Closed Bug 280839 Opened 20 years ago Closed 17 years ago

Match unicode cert CNs to ACE (punycode) host names

Categories

(NSS :: Libraries, enhancement)

enhancement
Not set
normal

Tracking

(Not tracked)

RESOLVED WORKSFORME

People

(Reporter: roc, Assigned: wtc)

References

Details

Attachments

(1 file)

See https://bugzilla.mozilla.org/show_bug.cgi?id=279099#c8 part 1.

Should the domain name in an SSL cert be the punycode-encoded domain name
(that's what we expect), or raw Unicode (that's what some other browsers are
expecting)?
Flags: blocking1.7.6+
Flags: blocking-aviary1.0.1+
I'm not sure whether to answer this question here or in bug 279099.

The answer appears to be: it depends on where the server's name is encoded 
in the certificate.  Remember that hostnames in CommonNames are now 
deprecated.  There is another way, one that is RFC standard compliant, 
to include hostnames in certs, and mozilla supports it.  

The standard way would require punycode for names that include non-ASCII
characters, because it encodes as IA5String.  The old legacy way (commonName)
allows any unicode string (including UTF8, UCS2/UTF16, and UCS4), and so
presumably would NOT use punycode.

According to the informational RFC 2818 there are two places in an https 
server cert where the server's dnsName can be encoded.  They are:
a) in the optional list of "subject alternative names", encoded as a "dnsName", or
b) in the CommonName attribute of the cert's subjectName (the legacy method).

According to RFC 3280, a "dNSName" may only be encoded as an IA5String. 
IA5String is a subset of ASCII.  Therefore, a dNSName in the subjectAltName
extension cannot contain unicode characters (except those that are part 
of the IA5String subset of Unicode).  If a hostname that contained unicode
characters was going to be encoded as a standards compliant dNSName in a
subjectAltName, it would have to be in punycode.

According to RFC 3280, in certs issued prior to Jan 1, 2004, the CommonName
attribute may be encoded as any of these types:
      teletexString     TeletexString   (SIZE (1..ub-common-name)),
      printableString   PrintableString (SIZE (1..ub-common-name)),
      universalString   UniversalString (SIZE (1..ub-common-name)),
      utf8String        UTF8String      (SIZE (1..ub-common-name)),
      bmpString         BMPString       (SIZE (1..ub-common-name)) 
After December 31, 2003, they must be encoded as UTF8String, although
we think some CAs still do it the old way.

The CommonName method was put into use as a defacto industry standard 
before the "subject alternative name" extension was defined and standardized, 
and is still widely used.  But now that the subjectAltName extension is
standardized, use of the CommonName for the server's dnsname is *deprecated*. 
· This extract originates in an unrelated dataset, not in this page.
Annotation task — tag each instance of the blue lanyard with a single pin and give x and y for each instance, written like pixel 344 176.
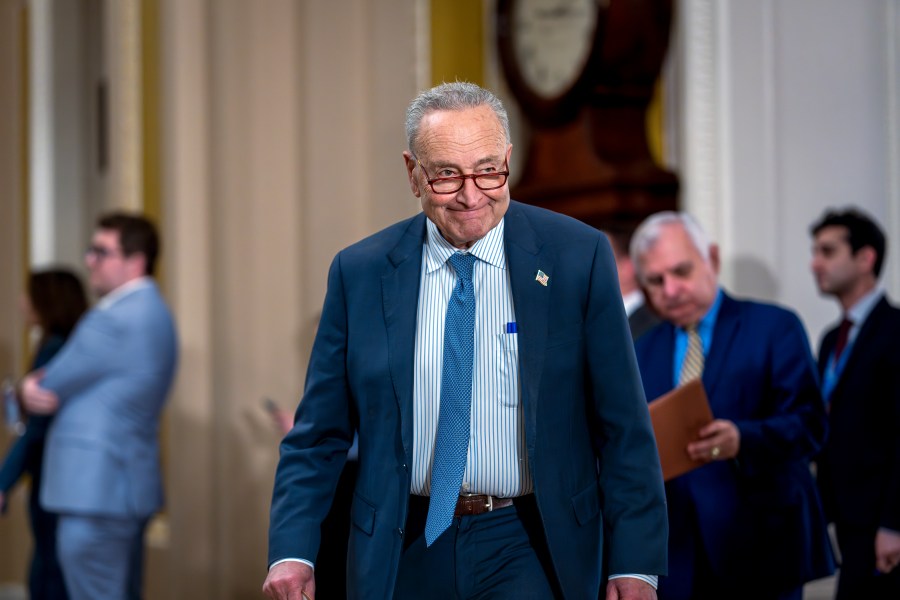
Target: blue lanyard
pixel 833 371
NSS allows the application that uses it to perform its own cert validation,
and NSS provides its own functions that an application may use for this
purpose.  MOST applications that use NSS also use NSS's cert chain validation
and host-name matching functions, and do not implement their own.  

NSS's function for cert name matching accepts as input arguments a cert
object and a UTF8 string that is the name that the application expects to 
find in the cert.  NSS attempts to match that application-supplied string
against the names in the cert.  First it looks for dnsNames in the cert's
subjectAltName extension and compares against them.  If no dnsNames are 
found in the cert's subjectAltName (or if the cert has no subjectAltName)
it checks against the CommonName attribute in the cert's subjectName.
If the CommonName attribute is encoded as teletexstring, bmpstring or
universalstring (which are ISO-8859-1, UCS2 or UCS4), it converts the 
CommonName to UTF8 before comparing.  (printableString is a subset of UTF8,
and needs no conversion before being compared to a UTF8 string.)

In some sense, the question being asked here, about what *should* be 
expected, is one for the standards bodies to answer.  But the CA industry
today is not conforming very tightly to the standards, and I expect we
will have to wait and see what the CAs really do.  

If we find, as I expect, that punycode will be used in subjectAltNames, 
and not in subject commonNames, then we may need to change the NSS 
function for cert name checking to expect the application to provide the 
real (non-punycode) name in UTF8 form, and be able to convert it to 
punycode before comparing against dNSNames in subjectAltNames,
> If we find, as I expect, that punycode will be used in subjectAltNames, 
> and not in subject commonNames, then we may need to change the NSS 
> function for cert name checking to expect the application to provide the 
> real (non-punycode) name in UTF8 form, and be able to convert it to 
> punycode before comparing against dNSNames in subjectAltNames,

Sounds reasonable. Can you do this?
My proposal (converting UTF8 to punycode before comparing dNSNames in
subject alt names) is feasible.  It requires a c-language callable 
function to do that conversion, which NSS presently does not have.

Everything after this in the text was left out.